Rental expectations fall as demand dips and availability rises – RICS

RICS says commercial property rental expectations have fallen to their lowest since Q3 2009 as a result of lower occupier demand and the increasing availability of commercial property to let. Significantly, London and the south of England no longer appear to be immune to the negative conditions felt elsewhere in the UK, RICS says – the market for office space in Central London, which was buoyant during H1 2011, recorded a fall in occupier demand during the final quarter, for the first time in 18 months.

The RICS UK Commercial Market Survey for Q4 2011 shows a net balance of –13% for occupier demand, meaning that 13% more surveyors reported decreases in demand from prospective tenants than increases. Demand for office space to let in London slumped to a net balance of –19%. RICS says the mood among surveyors deteriorated across all sectors of the commercial market during the quarter, with retail and offices suffering the most as the net balances for tenant demand and for expected rents fell further into negative territory.

As demand fell, floor space availability rose, with the net balance remaining at +16%. Availability for office space and retail premises rose at the fastest rate, with net balances of +25% and +24% respectively, while availability of industrial property was broadly stable at a net balance of +3%.

The fall in requirements and the increase in available space meant that overall rental expectations weakened during Q4, moving further into negative territory at –29%, which RICS says is the lowest reading since Q3 2009. Even in London, the headline rent expectations balance was negative.

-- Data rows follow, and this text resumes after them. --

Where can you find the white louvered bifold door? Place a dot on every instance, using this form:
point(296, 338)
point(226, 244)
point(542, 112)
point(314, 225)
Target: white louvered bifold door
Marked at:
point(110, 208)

However, RICS says its report suggests that rents are still forecast to edge higher for prime office space in London.

Landlords tried to attract potential tenants with increased incentives during the final quarter of 2011. A total of 25% more respondents to the RICS survey reported rises in incentive packages than falls, which RICS says was the highest reading since Q4 2009. Inducements are rising in all market sectors, but most noticeably for retail premises, RICS says. It notes too that many potential occupiers are asking for reductions in rent and increased inducements in the current ‘difficult’ market.

There was a drop in investor enquiries during the final part of last year, which is likely to lead to a lower level of activity in the early part of 2012, RICS says. It adds that capital value expectations have also eased, with a more negative view of the prospects being taken in all three main market sectors.

RICS chief economist Simon Rubinsohn noted: “Confidence is key to a sustained recovery in the sector and this is going to be hard to bolster until the key issues surrounding the European sovereign debt crisis are resolved.”